The histopathological aspects of EBVMCU may present challenges to pathologists, as the presence of large pleomorphic cells around necrotic foci are suggestive of malignant lymphoproliferative processes. Morphological findings may be suggestive of a diagnosis of cHL, DLBCL associated or not with EBV, anaplastic large cell lymphoma (ALCL) or LyG. Immunophenotyping can also share similarities with these diseases, especially cHL. HRS-like cells typically express CD30, PAX5, LMP1/EBV and, sometimes, CD15. Some immunohistochemical findings could prove helpful in performing differential diagnosis. Firstly, the inflammatory background should contain abundant CD8-positive T-cells and a large number of EBV-positive plasmacytoid apoptotic cells, neither of which is common in cHL. Another important feature not typically seen in cLH but usually found in EBVMCU is positivity for CD45 and CD20 in large pleomorphic cells. Furthermore, LMP1/EBV expression is usually detected in small cells, immunoblasts and large HRS-like cells. Finally, it is important to note that since Hodgkin’s Lymphoma is essentially a lymph node disease, extra-nodal involvement is generally secondary. (Swerdlow et al., 2017; Ohata et al., 2017)

Another important disease to consider in the differential diagnosis of EBVMCU is LyG, a similarly EBV-driven B-cell LPD with angiocentric and angiodestructive features. LyG is rare, also commonly associated with immunosuppression, and is characterized by a background of small T-lymphocytes, with variable numbers of large atypical immunoblast-like cells, admixed with HRS-cells. Cells are positive for LMP1/EBV, CD20 and CD30, but usually not for CD15. Differential diagnosis relies on clinical presentation, as LyG typically compromises the lung, sometimes in association with other organs, more frequently the central nervous system (Swerdlow et al., 2017; Song et al., 2015).
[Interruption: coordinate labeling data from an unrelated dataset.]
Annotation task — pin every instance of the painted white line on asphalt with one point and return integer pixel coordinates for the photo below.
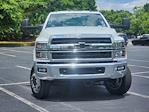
(147, 77)
(72, 107)
(17, 83)
(137, 94)
(17, 51)
(26, 68)
(140, 73)
(25, 101)
(138, 66)
(138, 60)
(8, 55)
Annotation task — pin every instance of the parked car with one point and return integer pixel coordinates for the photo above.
(124, 36)
(79, 45)
(144, 40)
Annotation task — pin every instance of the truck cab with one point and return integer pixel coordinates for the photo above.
(79, 45)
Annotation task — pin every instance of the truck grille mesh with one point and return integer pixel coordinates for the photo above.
(78, 55)
(77, 40)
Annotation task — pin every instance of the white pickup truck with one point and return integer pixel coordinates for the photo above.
(79, 45)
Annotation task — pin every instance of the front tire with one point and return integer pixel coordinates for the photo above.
(121, 85)
(40, 88)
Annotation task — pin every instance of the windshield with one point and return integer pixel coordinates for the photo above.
(76, 19)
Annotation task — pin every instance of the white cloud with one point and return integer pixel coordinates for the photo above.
(107, 5)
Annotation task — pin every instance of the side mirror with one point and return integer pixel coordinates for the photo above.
(125, 24)
(27, 29)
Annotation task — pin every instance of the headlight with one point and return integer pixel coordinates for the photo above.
(42, 54)
(120, 51)
(41, 46)
(119, 44)
(42, 51)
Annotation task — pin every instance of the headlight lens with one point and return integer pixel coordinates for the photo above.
(42, 54)
(41, 50)
(119, 53)
(119, 45)
(120, 50)
(41, 46)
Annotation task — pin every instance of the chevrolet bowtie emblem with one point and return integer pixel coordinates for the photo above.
(81, 45)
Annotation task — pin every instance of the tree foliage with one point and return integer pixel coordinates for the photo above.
(139, 19)
(12, 13)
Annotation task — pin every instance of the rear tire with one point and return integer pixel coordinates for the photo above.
(40, 88)
(121, 85)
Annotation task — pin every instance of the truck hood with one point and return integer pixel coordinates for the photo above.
(48, 33)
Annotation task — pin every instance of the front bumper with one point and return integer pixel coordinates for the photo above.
(53, 71)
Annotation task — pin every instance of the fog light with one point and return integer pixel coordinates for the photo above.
(42, 70)
(120, 68)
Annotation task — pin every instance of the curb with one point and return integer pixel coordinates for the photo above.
(15, 44)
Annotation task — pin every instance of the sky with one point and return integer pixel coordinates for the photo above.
(120, 4)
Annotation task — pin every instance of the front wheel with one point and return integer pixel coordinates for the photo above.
(121, 85)
(40, 88)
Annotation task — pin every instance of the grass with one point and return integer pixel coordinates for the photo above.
(15, 44)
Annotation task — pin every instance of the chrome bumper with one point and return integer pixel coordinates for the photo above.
(53, 71)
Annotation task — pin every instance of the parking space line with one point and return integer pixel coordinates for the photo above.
(72, 107)
(8, 55)
(25, 101)
(147, 77)
(138, 60)
(26, 68)
(137, 94)
(140, 73)
(16, 51)
(138, 66)
(17, 83)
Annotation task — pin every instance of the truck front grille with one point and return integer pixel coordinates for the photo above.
(82, 55)
(81, 71)
(77, 40)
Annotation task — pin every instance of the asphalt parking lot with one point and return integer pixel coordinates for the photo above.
(16, 96)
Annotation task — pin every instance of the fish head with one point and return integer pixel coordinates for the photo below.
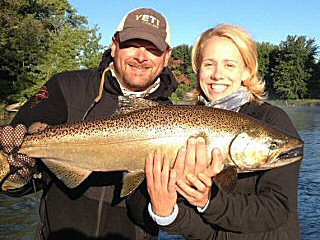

EBV-positive DLBCL is another important differential diagnosis. These tumors occur in apparently immunocompetent individuals, usually older than 50 years of age, and carry a poorer prognosis when compared with EBV-negative DLBCL. Presentation occurs at extra nodal sites in 70% of patients and can involve the skin. Morphologically, large lymphoid cells resembling centroblasts, immunoblasts or HRS-cells are present. The background is reactive with lymphocytes, plasma cells and histiocytes. Neoplastic cells express B-cell antigens, CD30 and EBV. (Swerdlow et al., 2017; Goodlad et al., 2017).

In conclusion, EBVMCU poses a diagnostic challenge to the pathologist due to its histopathological similarity with some EBV-associated malignant lymphoproliferative disorders. A combination of clinical history, morphological findings and immunohistochemical features are crucial to achieving a definitive diagnosis, as well as to selecting appropriate therapy for affected patients.